第70話 チケット

「こういう場所に来たの、久しぶりだな」


「私も前回遊園地来たの、三年前だよ。愛ちゃんや綾先輩達と遊んだ時が最後」


 入場ゲートを通過した二人は、人の波に乗って、何となく足を進めていた。

入場制限をかけていない園内は、まだ開場したばかりだというのに、多くの人の声で賑やかだ。


 始発の新幹線に乗って、侑子達は遠出していた。

海の見えるテーマパークだった。


 三年前に訪れた遊園地は、侑子たちの地元に近い場所にあって、今日訪れているテーマパークとは別物だ。しかしこういう場所特有の派手な色使いのアトラクションや、人々の高揚感が醸し出す雰囲気は、あの時と共通していた。

自然と二人の記憶は、三年前に遡っている。


「あの後からずっと、綾先輩達続いてるんだって」


「そうそう。私もたまに、愛ちゃん経由で聞くよ。なんだか嬉しいよね。二人の出会いに、立ち会えたんだなって気がして」


 三年前に遊んだ名目は、グループデートだった。

愛佳が侑子と引き合わせようと企てていた島谷は、その日のうちに綾と恋人同士となり、そのまま今日まで、その関係は継続している。


――あの日、決めたんだ。ユウキちゃんに気持ちを伝えようって


 ユウキへの恋心を受け入れて、それを伝えようと決意したのは、あの遊園地だ。


あの時侑子の肌の上で煌めいた、青い鱗――それが紐先に揺れるブレスレットは、今日もバックの中に入れたままだ。裕貴に見せようと考えている。
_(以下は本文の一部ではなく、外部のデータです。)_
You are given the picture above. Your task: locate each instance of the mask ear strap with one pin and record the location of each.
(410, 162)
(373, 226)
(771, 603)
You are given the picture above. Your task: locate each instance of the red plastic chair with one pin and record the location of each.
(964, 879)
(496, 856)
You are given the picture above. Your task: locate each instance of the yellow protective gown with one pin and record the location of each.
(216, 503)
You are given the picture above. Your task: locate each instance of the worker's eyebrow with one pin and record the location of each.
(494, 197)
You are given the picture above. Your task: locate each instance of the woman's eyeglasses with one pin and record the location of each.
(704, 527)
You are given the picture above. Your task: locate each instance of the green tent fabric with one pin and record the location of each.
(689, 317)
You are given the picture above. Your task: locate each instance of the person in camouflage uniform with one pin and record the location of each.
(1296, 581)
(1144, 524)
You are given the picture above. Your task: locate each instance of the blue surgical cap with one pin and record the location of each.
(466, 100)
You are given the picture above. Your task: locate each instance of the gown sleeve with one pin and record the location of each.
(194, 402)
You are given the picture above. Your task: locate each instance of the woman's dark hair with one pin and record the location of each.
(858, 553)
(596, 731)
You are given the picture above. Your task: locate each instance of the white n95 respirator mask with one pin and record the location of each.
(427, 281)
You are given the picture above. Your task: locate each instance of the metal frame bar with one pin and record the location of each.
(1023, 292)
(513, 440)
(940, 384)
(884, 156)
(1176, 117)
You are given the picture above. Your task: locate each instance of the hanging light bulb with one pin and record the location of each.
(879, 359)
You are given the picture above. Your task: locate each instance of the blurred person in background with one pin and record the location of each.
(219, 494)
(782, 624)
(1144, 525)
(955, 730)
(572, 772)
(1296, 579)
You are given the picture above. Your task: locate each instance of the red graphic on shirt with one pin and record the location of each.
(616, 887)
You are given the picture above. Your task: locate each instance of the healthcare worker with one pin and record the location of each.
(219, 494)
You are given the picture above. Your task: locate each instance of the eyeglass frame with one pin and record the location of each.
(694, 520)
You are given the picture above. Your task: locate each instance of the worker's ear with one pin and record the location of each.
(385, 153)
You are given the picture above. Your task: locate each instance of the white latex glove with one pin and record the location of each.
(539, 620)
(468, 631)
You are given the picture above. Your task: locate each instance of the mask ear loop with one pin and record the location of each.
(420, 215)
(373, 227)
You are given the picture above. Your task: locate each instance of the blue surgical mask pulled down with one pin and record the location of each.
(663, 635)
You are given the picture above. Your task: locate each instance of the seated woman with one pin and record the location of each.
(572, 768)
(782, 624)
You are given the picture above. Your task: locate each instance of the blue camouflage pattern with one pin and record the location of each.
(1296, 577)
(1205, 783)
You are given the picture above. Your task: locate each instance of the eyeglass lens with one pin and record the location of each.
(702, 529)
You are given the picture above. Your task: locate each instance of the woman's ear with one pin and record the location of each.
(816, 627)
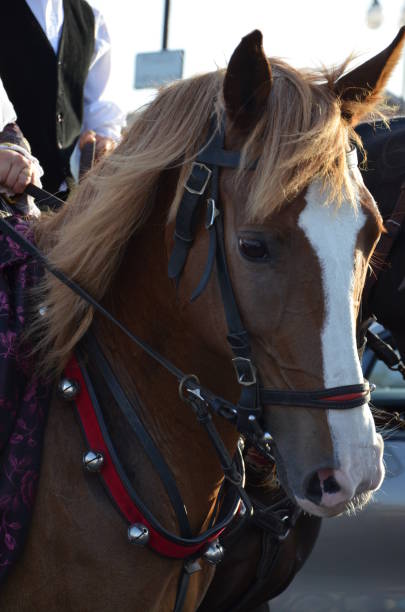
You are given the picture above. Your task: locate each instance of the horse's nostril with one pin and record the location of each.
(314, 489)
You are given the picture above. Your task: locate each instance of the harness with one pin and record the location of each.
(201, 189)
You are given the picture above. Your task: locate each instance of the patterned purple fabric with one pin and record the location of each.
(24, 400)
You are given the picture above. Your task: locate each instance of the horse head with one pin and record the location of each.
(299, 232)
(299, 228)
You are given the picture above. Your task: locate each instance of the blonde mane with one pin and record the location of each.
(301, 135)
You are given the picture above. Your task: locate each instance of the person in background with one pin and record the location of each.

「愛佳と竜先輩もずっと続いてるし、俺たちの周りって皆長いよな」


「そうだね」


「侑子と俺も?」


 握られた手が、ぐいと引き寄せられた。真剣で熱い眼差しが、侑子を見下ろしていた。


「ごめん……今はこの話止めておこう。帰りの新幹線まで。折角来たんだから、とにかく今はとことん遊ぼう」


 侑子の返事を待たずに、裕貴は大きく笑うと、繋いだ手を引いて歩き出す。


 陽気なBGMに重ねて、マスク着用と手指消毒を促す、注意喚起の園内放送が聞こえてくる。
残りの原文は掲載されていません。